08 May 2011

A salute to the parents

It's Mother's Day today. But it's also May 8, which is 어버이 날 (Parents' Day) in Korea.

It's customary for children to give carnations to their parents on 어버이 날, and I remember making paper carnations at school like these kids, for my parents and grandparents.

I haven't done that since we moved to the States sixteen years ago, though, and I haven't seen either of my parents in May since I graduated from high school seven years ago. I suppose it's an inevitable part of growing up, but it feels odd to realize it.

My mom still treats me like a kid for the most part when I'm home, but she did have a mild freak-out moment during my spring break when she realized that she got married at my age... and had me a year later. In other words, she is now old enough to be a grandmother!

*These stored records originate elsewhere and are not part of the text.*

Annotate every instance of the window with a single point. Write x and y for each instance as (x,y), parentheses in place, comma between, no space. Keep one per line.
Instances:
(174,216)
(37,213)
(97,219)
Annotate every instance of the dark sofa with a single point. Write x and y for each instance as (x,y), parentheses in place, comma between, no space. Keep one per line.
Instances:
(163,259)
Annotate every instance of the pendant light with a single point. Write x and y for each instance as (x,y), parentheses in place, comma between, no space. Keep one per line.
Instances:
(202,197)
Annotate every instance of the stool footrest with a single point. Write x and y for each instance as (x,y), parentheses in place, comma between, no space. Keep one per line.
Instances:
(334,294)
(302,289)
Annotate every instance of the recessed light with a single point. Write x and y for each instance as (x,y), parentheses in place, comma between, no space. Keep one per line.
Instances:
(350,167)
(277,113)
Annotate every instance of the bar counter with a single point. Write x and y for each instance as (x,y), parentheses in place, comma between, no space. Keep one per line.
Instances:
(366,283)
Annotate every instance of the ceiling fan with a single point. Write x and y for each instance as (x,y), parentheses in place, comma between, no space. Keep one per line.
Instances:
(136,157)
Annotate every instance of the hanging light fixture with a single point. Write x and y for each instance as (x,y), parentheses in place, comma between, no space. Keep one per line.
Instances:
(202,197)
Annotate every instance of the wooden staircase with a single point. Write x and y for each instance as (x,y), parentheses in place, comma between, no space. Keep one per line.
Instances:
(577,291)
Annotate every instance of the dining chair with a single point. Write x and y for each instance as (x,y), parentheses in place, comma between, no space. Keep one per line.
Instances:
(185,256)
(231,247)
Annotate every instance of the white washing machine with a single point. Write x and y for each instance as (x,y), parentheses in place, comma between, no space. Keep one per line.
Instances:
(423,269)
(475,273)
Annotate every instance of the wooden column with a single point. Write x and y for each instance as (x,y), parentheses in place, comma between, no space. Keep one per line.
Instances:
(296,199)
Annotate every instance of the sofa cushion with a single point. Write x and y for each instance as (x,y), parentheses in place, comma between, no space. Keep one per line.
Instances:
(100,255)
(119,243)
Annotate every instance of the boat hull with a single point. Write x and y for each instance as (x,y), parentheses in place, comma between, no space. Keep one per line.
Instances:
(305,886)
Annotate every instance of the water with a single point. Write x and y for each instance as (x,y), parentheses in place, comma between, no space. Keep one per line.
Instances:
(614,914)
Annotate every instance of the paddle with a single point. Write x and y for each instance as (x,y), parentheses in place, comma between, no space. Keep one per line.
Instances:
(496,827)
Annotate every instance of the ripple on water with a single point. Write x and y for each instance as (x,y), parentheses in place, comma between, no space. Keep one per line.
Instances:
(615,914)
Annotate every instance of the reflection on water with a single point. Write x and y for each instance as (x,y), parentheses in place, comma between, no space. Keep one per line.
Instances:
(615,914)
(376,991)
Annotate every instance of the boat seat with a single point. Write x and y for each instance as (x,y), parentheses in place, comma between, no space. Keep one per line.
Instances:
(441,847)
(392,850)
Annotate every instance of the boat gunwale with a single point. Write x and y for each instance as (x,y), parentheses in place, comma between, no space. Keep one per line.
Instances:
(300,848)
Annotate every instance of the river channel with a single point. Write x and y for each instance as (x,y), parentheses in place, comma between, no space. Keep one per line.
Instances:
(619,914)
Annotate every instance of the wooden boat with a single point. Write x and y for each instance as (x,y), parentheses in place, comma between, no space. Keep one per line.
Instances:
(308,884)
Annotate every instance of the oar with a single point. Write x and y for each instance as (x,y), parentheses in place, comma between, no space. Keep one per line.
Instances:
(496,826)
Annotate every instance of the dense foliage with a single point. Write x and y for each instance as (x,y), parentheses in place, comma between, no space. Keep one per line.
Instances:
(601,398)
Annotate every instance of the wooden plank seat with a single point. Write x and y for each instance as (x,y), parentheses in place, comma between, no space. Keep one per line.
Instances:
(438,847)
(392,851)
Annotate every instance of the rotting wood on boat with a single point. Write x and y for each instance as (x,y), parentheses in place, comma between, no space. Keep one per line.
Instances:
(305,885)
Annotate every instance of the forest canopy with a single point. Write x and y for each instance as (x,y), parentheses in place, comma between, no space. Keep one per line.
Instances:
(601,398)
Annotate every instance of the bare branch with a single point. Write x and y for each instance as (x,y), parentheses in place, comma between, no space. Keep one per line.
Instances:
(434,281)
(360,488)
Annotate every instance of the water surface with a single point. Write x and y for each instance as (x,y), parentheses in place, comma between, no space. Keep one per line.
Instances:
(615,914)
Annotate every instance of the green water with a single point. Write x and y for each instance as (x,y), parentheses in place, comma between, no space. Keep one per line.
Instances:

Don't worry, Mom, you look much younger than your age. And I'm certainly not planning on getting married or having kids anytime soon, even if quite a few of my friends have jumped on that bandwagon recently.

So! A happy Mother's/Parents' Day to all you mothers/parents out there! You all are amazing people.

엄마, 아빠, 고맙습니다! 사랑해요~~! ^^

Avocado-Lemon-Coconut Cake
Adapted, appropriately enough, from Korean American Mommy.

This recipe uses avocados instead of butter. Thus it is imperative that you mash the avocados thoroughly, lest you end up with chunks of avocados in your cake.

2 ripe avocados, peeled and mashed
2 1/2 c. sugar
5 eggs
1 1/2 tsp. vanilla
2 Tbsp. lemon juice
1/2 c. sour cream
3 c. flour
1 tsp. baking power
zest of 1 lemon (minus 1 tsp. for glaze)
1 c. sweetened coconut flakes

Preheat oven to 350ºF. Thoroughly grease and flour a bundt pan.

In a large bowl, sift together the flour and baking powder. Set aside.

In a separate large bowl, cream together the avocado and sugar, then beat in the eggs one at a time. Stir in the vanilla, lemon juice, sour cream, lemon zest, and coconut flakes.

Gradually add the flour mixture, mixing until just incorporated. Pour batter into prepared bundt pan and bake until done, approx. 1 hr. Cool before inverting onto a plate.

1 c. powdered sugar
3 Tbsp. lemon juice
1 tsp. lemon zest

Whisk together the powdered sugar, lemon juice, and lemon zest to form a thick glaze. Drizzle over warm cake.